Last week I spent some time working on code to recognize an EAN13 barcode from a photograph.  You can read the earlier blogs on my work here and here.


After improving the algorithms for determining whether a particular pixel was part of a bar or a space, I was still having trouble with decoding one of my barcode pictures.  Considering I had only tried two barcodes, I’d say that a 50% failure rate isn’t very good.  So the question now was “how do I improve recognition?” 

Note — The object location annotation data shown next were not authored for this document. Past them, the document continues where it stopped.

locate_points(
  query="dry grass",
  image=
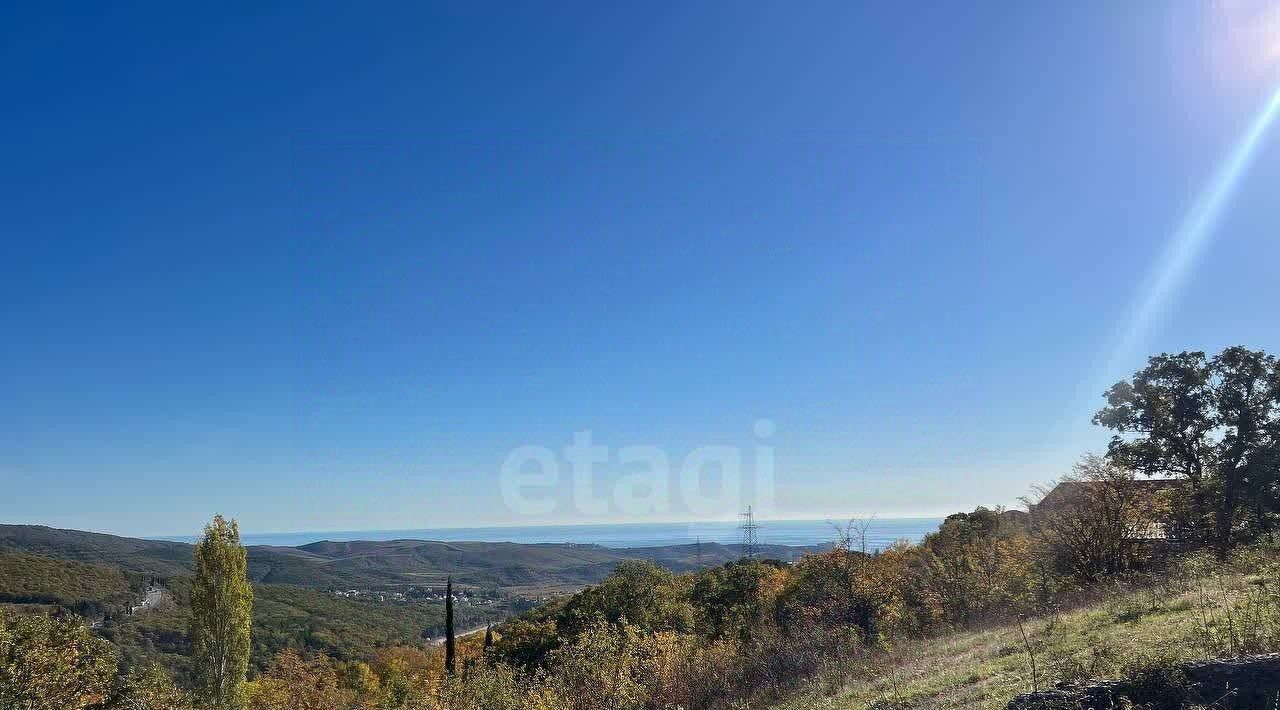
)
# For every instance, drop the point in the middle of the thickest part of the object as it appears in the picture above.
(986, 669)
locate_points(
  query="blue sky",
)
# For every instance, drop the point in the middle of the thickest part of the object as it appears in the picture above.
(321, 266)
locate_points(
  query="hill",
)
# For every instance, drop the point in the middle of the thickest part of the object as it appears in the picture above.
(380, 564)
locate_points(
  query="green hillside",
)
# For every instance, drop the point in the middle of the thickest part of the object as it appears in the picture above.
(382, 564)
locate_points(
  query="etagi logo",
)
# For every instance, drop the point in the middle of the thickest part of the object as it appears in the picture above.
(709, 480)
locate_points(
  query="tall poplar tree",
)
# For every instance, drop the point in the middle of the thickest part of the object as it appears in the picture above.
(451, 658)
(222, 603)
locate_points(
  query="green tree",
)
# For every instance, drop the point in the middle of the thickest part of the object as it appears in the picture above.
(1214, 422)
(53, 664)
(222, 603)
(451, 651)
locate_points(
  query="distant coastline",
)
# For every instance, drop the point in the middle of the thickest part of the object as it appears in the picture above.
(881, 532)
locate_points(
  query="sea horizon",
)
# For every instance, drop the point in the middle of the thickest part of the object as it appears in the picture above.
(880, 534)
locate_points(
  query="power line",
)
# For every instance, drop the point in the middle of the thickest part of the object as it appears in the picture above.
(750, 539)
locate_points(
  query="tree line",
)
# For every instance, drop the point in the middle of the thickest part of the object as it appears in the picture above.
(1193, 465)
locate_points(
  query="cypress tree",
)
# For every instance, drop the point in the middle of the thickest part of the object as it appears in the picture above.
(451, 659)
(222, 604)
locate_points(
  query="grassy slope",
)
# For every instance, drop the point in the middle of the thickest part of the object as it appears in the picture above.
(986, 669)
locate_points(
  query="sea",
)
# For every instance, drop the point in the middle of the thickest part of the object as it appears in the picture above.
(880, 532)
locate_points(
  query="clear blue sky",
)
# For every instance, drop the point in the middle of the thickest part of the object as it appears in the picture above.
(324, 265)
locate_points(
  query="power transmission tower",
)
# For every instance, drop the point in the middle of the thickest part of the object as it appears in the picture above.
(750, 540)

Stepping through the code, I saw where the failure was occurring.  My code was determining a “bit width” based on the EAN13’s start delimiter of bar-space-bar, then stepping across the image at that interval.  I had originally tried to add some “intelligence” to the code to have the sample point shift left or right on the pixel line if it was close to a state transition.  While it was an interesting idea and improved decoding of the first barcode, it still wasn’t doing much on this second barcode.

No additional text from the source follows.